The opening sentence (the first three lines) has niggled at me, but I came up with good solutions for two thirds of it.
The fighting Danes of former days,
the kings of the nation, we know their fame...
I have had the following line read
and how they earned honour through deeds.
The line sounds good, I think, but does not perfectly render the original meaning, which means something along the lines of
and how those lords exploits accomplished.
I can come closer with
and the proud deeds those princes did.
This is a good place to explain how and why I am breaking the rules of Alliterative Verse from time to time. Old English verse never has the two stresses of a half-line together at the end, as I just put them in "and the PROUD DEEDS." However, for many lines in Beowulf, that is the simplest and most accurate way to translate. For example, "in the beer hall," "in the gold hall," "in the wine hall" all work beautifully in Old English because the words for the hall--sele, reced--have two syllables. Not so in modern English. A way around the problem is to create lines like "in the hall of gold," but that is awkward and misleading.
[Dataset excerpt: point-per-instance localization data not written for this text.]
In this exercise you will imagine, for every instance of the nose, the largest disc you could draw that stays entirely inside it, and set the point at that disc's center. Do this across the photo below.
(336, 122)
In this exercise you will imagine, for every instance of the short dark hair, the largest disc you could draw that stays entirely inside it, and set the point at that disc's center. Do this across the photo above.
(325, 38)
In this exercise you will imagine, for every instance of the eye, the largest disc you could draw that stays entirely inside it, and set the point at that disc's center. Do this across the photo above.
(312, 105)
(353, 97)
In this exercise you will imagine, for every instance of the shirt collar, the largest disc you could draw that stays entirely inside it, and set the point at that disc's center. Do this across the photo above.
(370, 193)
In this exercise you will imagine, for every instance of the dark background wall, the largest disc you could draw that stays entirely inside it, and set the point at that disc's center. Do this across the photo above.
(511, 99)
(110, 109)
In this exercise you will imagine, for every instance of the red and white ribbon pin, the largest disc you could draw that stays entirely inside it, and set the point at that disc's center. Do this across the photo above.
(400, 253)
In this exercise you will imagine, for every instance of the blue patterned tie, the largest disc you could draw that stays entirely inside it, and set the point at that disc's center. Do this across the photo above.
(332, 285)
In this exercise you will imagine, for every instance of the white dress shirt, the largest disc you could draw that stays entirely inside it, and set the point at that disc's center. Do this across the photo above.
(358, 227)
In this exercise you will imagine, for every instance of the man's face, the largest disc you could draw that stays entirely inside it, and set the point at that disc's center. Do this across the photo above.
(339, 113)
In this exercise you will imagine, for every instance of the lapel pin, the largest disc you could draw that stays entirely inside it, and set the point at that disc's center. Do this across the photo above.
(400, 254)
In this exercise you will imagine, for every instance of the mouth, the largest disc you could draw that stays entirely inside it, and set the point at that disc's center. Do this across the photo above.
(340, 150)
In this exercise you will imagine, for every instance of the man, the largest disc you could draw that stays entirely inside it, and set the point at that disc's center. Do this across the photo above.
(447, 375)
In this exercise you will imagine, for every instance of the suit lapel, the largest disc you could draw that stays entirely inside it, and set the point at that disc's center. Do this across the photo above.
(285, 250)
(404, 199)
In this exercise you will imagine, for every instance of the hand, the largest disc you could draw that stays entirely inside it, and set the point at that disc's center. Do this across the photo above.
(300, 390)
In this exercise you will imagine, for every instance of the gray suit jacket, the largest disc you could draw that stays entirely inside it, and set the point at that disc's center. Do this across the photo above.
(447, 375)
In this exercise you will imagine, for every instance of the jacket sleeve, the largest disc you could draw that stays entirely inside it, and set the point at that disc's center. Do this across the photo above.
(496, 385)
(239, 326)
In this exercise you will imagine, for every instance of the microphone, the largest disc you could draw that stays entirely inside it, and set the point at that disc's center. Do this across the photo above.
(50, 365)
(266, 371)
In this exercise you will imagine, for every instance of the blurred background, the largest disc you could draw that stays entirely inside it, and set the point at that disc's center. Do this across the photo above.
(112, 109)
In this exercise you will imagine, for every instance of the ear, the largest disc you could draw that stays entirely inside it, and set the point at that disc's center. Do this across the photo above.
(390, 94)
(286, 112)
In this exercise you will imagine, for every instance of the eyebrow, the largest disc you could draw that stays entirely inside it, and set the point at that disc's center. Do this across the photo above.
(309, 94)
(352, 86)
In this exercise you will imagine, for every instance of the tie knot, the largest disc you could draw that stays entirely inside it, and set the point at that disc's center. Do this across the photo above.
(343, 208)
The gold hall fairly clearly means the place where gold is given out, not the place that is made of gold; after all, the wine hall is where wine is given out...it does not mean that the hall is made of wine! I could use a different word, such as mansion or palace. In the end, I sometimes used hall even though it meant that some few half-lines had their two stresses together at the end.
P.S. On the other hand, I can avoid breaking the rules with this:
and the proud exploits those princes did.